State of New York v. Solvent Chemical Co.

179 F.R.D. 90, 1998 WL 217916
CourtDistrict Court, W.D. New York
DecidedMarch 20, 1998
DocketNo. 83-CV-1401C
StatusPublished
Cited by5 cases

This text of 179 F.R.D. 90 (State of New York v. Solvent Chemical Co.) is published on Counsel Stack Legal Research, covering District Court, W.D. New York primary law. Counsel Stack provides free access to over 12 million legal documents including statutes, case law, regulations, and constitutions.

Bluebook
State of New York v. Solvent Chemical Co., 179 F.R.D. 90, 1998 WL 217916 (W.D.N.Y. 1998).

Opinion

DECISION and ORDER

CURTIN, District Judge.

BACKGROUND

Currently pending is Solvent Chemical Co., Inc.’s (“Solvent”) motion for leave to file a fifth amended third-party complaint (Item 549).

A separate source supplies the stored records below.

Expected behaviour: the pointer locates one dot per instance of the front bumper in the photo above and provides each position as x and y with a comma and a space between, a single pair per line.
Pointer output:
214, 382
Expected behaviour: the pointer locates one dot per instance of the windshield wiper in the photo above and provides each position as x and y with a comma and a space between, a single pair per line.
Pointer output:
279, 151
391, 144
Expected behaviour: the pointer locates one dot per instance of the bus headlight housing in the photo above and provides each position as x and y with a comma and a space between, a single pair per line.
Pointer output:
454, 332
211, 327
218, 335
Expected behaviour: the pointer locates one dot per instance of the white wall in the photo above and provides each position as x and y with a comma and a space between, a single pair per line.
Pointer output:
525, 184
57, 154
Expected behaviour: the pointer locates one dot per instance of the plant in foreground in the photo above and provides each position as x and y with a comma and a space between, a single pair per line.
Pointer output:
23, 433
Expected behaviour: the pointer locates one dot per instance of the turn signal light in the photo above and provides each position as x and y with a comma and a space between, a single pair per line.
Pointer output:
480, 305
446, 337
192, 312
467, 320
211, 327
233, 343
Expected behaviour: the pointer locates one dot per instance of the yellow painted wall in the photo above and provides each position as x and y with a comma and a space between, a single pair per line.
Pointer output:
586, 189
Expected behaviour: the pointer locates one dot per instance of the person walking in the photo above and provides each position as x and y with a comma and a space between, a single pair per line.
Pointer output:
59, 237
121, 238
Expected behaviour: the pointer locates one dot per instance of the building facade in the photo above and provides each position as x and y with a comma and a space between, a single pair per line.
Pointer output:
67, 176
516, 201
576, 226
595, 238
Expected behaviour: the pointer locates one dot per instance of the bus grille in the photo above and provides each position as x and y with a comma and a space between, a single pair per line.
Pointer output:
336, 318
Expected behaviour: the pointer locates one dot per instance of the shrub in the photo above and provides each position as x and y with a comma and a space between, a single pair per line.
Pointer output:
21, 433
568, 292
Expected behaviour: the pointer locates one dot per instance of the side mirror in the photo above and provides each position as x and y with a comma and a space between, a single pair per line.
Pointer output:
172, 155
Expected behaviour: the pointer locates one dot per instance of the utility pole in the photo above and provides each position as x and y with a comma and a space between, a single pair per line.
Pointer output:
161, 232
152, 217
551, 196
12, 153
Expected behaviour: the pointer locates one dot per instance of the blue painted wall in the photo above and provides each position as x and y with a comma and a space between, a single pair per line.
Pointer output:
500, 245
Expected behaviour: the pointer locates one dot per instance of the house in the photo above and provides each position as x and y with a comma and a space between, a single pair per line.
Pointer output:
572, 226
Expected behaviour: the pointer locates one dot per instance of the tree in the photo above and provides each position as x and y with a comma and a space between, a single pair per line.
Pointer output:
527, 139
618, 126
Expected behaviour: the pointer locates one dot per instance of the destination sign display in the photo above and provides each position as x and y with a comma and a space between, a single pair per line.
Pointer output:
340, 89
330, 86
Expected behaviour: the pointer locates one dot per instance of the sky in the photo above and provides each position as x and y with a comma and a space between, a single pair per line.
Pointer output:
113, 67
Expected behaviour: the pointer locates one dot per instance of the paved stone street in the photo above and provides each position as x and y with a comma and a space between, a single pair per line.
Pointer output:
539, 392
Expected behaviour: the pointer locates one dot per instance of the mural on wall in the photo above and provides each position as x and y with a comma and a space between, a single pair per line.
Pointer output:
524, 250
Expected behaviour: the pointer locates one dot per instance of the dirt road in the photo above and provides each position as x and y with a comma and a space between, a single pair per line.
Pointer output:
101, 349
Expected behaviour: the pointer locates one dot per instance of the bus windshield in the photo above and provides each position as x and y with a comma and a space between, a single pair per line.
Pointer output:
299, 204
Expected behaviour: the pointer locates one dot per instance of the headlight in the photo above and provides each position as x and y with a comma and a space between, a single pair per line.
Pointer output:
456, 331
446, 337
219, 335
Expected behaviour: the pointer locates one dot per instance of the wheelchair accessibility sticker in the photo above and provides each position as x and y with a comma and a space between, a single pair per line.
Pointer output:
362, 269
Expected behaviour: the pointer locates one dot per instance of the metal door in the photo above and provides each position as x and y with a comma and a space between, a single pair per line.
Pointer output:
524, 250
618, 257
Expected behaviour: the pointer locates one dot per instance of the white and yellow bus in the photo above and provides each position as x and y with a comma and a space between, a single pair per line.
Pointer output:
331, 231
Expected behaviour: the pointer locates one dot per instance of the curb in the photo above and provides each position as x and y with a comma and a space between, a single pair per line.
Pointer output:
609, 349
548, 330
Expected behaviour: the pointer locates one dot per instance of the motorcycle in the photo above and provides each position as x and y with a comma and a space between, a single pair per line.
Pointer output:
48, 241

On February 6, 1997, Solvent filed a motion for leave to file a fourth amended third-party complaint in which Solvent sought to add Olin Corporation (“Olin”) as a third-party defendant, to assert an additional claim against Consolidated Rail Corporation (“Conrail”), and to make various additional minor changes (Item 529). That motion was superseded on March 21, 1997, when Solvent filed its motion for leave to file a fifth amended third-party complaint incorporating all changes in its proposed fourth amended third-party complaint and adding fifty-two waste generators as third-party defendants (Item 549). The court heard argument on the motion on January 23, 1998.

DISCUSSION

I. Solvent’s Proposal to Add Olin as a Third-Party Defendant

Solvent’s proposed amendment alleges two claims against Olin: (1) Olin is liable under CERCLA as a former operator of the subject site (Item 549, Exhibit A, ¶¶ 96-104), and (2) Olin’s nearby facility is the source of contamination at an off-site “hot spot” which Solvent is being required to address as well as the source of some on-site contamination (Id., ¶¶ 133-137). Olin contends that Solvent should not be permitted to assert the operator claim.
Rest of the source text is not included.